The following plugins are used:

executive – Controls reasoning cycles
ros_msgs – Provides ROS communication
reset_env – Enables environment reset
action_selection – Executes symbolic actions
get_free_robot – Handles robot availability
rl_files – Loads reusable RL CLIPS interfaces
files – Loads the BlocksWorld rule base

Separate FielLoadPlugins

The cx_rl.clp file provided by cx_rl_clips must be batch loaded rather than using a standard load. This is because it contains not only deftemplates and rules, but also CLIPS commands that must be executed during loading.

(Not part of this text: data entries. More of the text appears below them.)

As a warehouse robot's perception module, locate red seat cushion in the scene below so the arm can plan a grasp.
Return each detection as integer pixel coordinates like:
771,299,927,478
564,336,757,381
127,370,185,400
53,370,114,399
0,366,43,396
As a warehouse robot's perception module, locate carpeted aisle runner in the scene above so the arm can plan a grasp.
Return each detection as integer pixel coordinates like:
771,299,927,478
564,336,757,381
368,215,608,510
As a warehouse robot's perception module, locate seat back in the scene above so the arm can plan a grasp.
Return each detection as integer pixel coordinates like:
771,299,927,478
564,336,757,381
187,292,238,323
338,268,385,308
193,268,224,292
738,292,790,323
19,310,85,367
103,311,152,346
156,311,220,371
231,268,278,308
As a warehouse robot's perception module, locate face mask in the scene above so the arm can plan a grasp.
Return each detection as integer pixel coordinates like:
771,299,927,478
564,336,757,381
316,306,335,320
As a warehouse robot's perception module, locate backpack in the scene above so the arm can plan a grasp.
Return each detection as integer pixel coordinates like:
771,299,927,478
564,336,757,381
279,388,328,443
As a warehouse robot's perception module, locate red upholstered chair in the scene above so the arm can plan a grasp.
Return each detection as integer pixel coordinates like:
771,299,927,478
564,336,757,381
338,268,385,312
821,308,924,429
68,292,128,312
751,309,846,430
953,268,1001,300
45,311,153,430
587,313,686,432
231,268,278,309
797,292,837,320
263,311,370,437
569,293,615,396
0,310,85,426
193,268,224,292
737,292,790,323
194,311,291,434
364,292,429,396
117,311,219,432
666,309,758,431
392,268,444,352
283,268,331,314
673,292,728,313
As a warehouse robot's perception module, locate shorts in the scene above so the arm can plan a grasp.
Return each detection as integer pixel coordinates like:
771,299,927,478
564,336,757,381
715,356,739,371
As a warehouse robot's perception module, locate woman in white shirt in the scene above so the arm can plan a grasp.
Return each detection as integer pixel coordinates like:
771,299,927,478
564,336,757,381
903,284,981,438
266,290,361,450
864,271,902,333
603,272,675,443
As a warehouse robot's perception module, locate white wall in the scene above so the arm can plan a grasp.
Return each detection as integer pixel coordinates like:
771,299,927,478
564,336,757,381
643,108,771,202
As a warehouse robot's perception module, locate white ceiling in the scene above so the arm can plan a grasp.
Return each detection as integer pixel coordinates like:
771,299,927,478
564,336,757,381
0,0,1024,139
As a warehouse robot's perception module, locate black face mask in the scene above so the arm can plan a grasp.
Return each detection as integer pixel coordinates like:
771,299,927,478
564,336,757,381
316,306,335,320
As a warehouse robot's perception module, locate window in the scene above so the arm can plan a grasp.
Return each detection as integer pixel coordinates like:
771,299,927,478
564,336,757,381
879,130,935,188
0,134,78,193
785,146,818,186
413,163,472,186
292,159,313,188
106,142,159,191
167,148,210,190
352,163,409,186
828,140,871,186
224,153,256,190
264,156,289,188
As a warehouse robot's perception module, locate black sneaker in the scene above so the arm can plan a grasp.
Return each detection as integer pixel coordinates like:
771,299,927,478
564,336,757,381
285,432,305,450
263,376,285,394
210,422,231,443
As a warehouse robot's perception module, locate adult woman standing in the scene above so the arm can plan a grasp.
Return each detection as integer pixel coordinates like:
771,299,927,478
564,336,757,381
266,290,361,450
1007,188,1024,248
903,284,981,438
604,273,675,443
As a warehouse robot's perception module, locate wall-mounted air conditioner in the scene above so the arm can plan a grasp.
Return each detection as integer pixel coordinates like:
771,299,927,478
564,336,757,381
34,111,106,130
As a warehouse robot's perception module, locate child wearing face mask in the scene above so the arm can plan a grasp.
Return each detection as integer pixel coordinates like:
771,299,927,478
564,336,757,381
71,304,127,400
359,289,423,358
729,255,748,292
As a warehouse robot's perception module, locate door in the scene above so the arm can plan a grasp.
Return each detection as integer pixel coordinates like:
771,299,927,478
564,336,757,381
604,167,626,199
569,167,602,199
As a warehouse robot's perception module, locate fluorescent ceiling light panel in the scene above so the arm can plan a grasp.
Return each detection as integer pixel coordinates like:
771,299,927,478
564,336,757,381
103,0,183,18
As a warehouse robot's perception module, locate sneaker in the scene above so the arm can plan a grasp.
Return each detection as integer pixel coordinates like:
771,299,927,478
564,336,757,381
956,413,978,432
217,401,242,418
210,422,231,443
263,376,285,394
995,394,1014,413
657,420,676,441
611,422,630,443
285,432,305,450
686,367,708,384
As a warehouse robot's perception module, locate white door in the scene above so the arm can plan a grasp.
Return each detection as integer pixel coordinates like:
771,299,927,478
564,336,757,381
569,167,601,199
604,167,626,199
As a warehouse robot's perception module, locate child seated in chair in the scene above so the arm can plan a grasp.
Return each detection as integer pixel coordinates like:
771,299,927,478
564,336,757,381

To accommodate this, we use a separate FileLoadPlugin for batch loading the interface, while user-defined rules (e.g., rl-blocksworld.clp) are loaded using a separate FileLoadPlugin. Loading both the interface and user code with a single plugin would not work, as batch commands are only executed after the plugin processes all load entries.

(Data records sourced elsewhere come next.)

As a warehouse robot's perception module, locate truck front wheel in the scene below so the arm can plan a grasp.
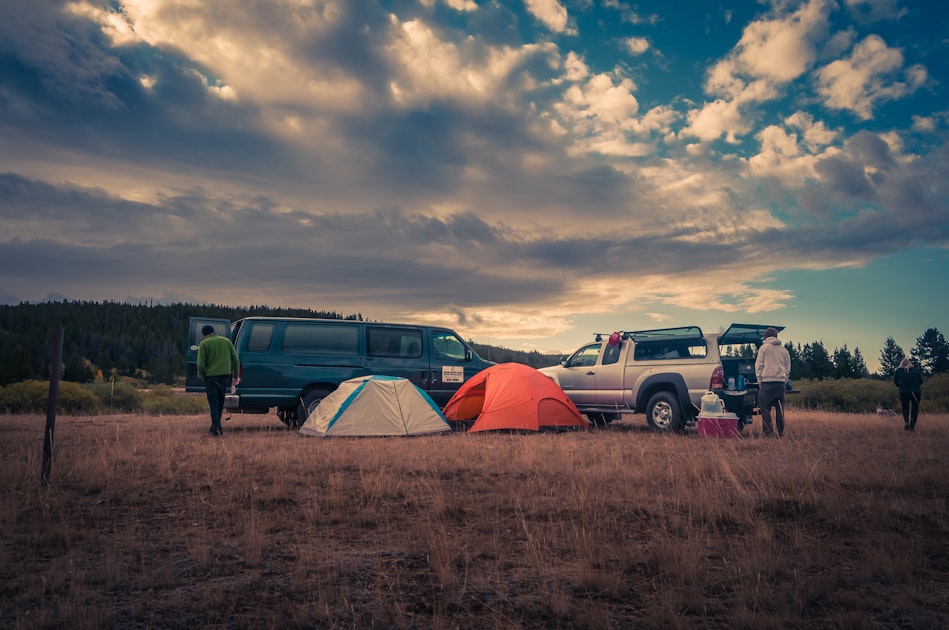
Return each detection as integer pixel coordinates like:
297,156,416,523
296,389,330,427
646,392,685,433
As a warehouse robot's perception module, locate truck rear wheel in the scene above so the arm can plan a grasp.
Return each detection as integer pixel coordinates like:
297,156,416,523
296,389,330,427
587,413,619,429
646,392,685,433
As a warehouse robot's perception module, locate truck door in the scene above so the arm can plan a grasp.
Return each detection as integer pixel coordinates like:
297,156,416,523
557,342,603,405
593,341,632,405
185,317,231,392
366,325,428,390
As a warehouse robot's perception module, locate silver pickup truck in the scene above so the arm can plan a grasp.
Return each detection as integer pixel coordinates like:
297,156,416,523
540,324,784,432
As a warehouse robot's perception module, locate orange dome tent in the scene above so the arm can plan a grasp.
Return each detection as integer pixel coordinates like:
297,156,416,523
442,363,587,432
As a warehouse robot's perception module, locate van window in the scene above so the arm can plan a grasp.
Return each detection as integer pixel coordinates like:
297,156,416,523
283,324,359,355
432,330,467,361
246,322,274,352
366,327,422,359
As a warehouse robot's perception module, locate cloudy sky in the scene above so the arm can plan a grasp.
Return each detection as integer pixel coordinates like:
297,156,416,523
0,0,949,370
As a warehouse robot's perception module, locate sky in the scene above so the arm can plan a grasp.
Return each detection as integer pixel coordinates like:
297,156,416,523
0,0,949,371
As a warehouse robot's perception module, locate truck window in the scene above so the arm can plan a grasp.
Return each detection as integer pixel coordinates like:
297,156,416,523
603,344,620,365
283,324,359,355
432,330,467,361
366,328,422,359
566,343,603,367
633,340,708,361
245,322,274,352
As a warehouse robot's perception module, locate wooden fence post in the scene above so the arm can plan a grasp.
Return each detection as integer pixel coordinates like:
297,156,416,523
40,324,65,487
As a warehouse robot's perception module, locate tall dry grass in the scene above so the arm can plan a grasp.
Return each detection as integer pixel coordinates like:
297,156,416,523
0,412,949,628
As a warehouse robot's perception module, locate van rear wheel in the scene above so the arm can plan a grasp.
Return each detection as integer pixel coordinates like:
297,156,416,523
295,389,330,427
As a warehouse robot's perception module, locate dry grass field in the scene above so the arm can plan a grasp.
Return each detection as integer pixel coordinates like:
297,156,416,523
0,411,949,630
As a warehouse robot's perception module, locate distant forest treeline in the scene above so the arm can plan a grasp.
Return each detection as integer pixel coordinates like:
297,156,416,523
0,301,560,386
0,301,949,386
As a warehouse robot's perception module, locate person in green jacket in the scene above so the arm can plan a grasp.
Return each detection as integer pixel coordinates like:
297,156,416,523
893,359,923,431
198,324,241,435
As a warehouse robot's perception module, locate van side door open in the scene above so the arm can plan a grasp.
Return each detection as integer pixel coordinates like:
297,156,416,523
366,324,430,392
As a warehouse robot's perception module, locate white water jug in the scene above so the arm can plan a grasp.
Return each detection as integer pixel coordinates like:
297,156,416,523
702,392,725,413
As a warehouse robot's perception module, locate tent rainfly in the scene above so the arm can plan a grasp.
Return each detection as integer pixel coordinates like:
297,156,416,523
444,363,587,432
300,375,451,437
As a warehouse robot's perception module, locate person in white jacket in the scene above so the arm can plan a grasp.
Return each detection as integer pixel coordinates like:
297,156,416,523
755,328,791,437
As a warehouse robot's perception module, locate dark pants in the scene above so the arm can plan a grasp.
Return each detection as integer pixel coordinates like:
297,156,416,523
204,374,231,435
900,392,922,431
758,383,787,437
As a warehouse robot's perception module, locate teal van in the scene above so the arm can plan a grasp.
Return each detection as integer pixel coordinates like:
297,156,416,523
185,317,493,427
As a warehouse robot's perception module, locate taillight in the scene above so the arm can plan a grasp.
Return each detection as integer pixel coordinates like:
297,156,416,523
708,365,725,389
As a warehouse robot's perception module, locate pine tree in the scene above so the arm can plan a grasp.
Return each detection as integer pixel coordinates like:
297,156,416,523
833,344,853,378
850,348,870,378
880,337,906,379
801,341,834,381
911,328,949,376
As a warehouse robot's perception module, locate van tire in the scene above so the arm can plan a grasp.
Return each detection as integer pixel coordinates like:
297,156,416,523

Additionally, the RL node is configured with the rl_node_config file:

/**:
  ros__parameters:
    # storage_dir: defaults to ros logging dir
    model_name: "cx_rl_agent"

    training:
      retraining: false
      max_episodes: 100
      timesteps: 3

    env:
      entrypoint: "cx_rl_gym.cx_rl_gym:CXRLGym"

    model:
      learning_rate: 0.03
      gamma: 0.99
      gae_lambda: 0.95
      ent_coef: 0.0
      vf_coef: 0.5
      max_grad_norm: 0.5
      batch_size: 20
      n_steps: 5
      n_robots: 1
      seed: 42
      verbose: 1
      wait_for_all_robots: false

Defining Environment Logic 

The goal is to define an environment consisting of four blocks (block1, block2, block3 and block4) that have to be stacked to an ordered tower (block1 at the bottom, block4 on top). Initially all blocks lay on the table. Available actions are to pick up a block from a table and to stack the picked up block onto another block.

This tutorial follows along the steps defined in the RL CLIPS interface doucmentation.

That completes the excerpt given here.